GNAO1 disorders usually involve only one mutant copy of the gene out of the two copies that exist in each person’s genome. Martemyanov and colleagues discovered, however, that the mutant Gαo proteins often interfere with the workings of the remaining non-mutant Gαo proteins–what biologists call a “dominant negative” effect. The scientists also found that this interference takes different forms depending on the particular GNAO1 mutation, creating a variety of disease patterns, but generally appears to cause severe disruption to motor control even when the normal functional copy of Gαo is present.
“These findings can now guide our thinking about possible corrective strategies,” Martemyanov says.
In addition to Kirill Martemyanov, other authors of the study, “Gαo is a major determinant of cAMP signaling in pathophysiology of movement disorders,” were Ikuo Masuho, Maria Dao, Laurie Sutton, Stefano Zucca, Hideki Iwamoto, Dipak Patil, Dandan Wang, Lutz Birnbaumer, Randy Blakely and Brock Grill.
Funding: Funding was provided by the National Institutes of Health (NIH) (DA041207, DA048579, NS072129, DA036596, DA026405), the Intramural Research Program of the NIH (Project Z01-ES-101643) and the Bow Foundation.
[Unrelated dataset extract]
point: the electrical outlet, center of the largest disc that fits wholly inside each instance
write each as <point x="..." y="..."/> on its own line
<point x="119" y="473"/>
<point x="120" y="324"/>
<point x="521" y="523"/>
Gαo is a major determinant of cAMP signaling in the pathophysiology of movement disorders
•Striatal neurons require Gαo for synaptic function, excitability, and motor control
•Gαo acts to modify both inhibitory and stimulatory GPCR signaling to cAMP
•GNAO1 disease is caused by loss-of-function and dominant-negative mutations in Gαo
•Clinical Gαo mutations produce movement deficits in a circuit-selective fashion
The G protein alpha subunit o (Gαo) is one of the most abundant proteins in the nervous system, and pathogenic mutations in its gene (GNAO1) cause movement disorder. However, the function of Gαo is ill defined mechanistically. Here, we show that Gαo dictates neuromodulatory responsiveness of striatal neurons and is required for movement control. Using in vivo optical sensors and enzymatic assays, we determine that Gαo provides a separate transduction channel that modulates coupling of both inhibitory and stimulatory dopamine receptors to the cyclic AMP (cAMP)-generating enzyme adenylyl cyclase. Through a combination of cell-based assays and rodent models, we demonstrate that GNAO1-associated mutations alter Gαo function in a neuron-type-specific fashion via a combination of a dominant-negative and loss-of-function mechanisms. Overall, our findings suggest that Gαo and its pathological variants function in specific circuits to regulate neuromodulatory signals essential for executing motor programs.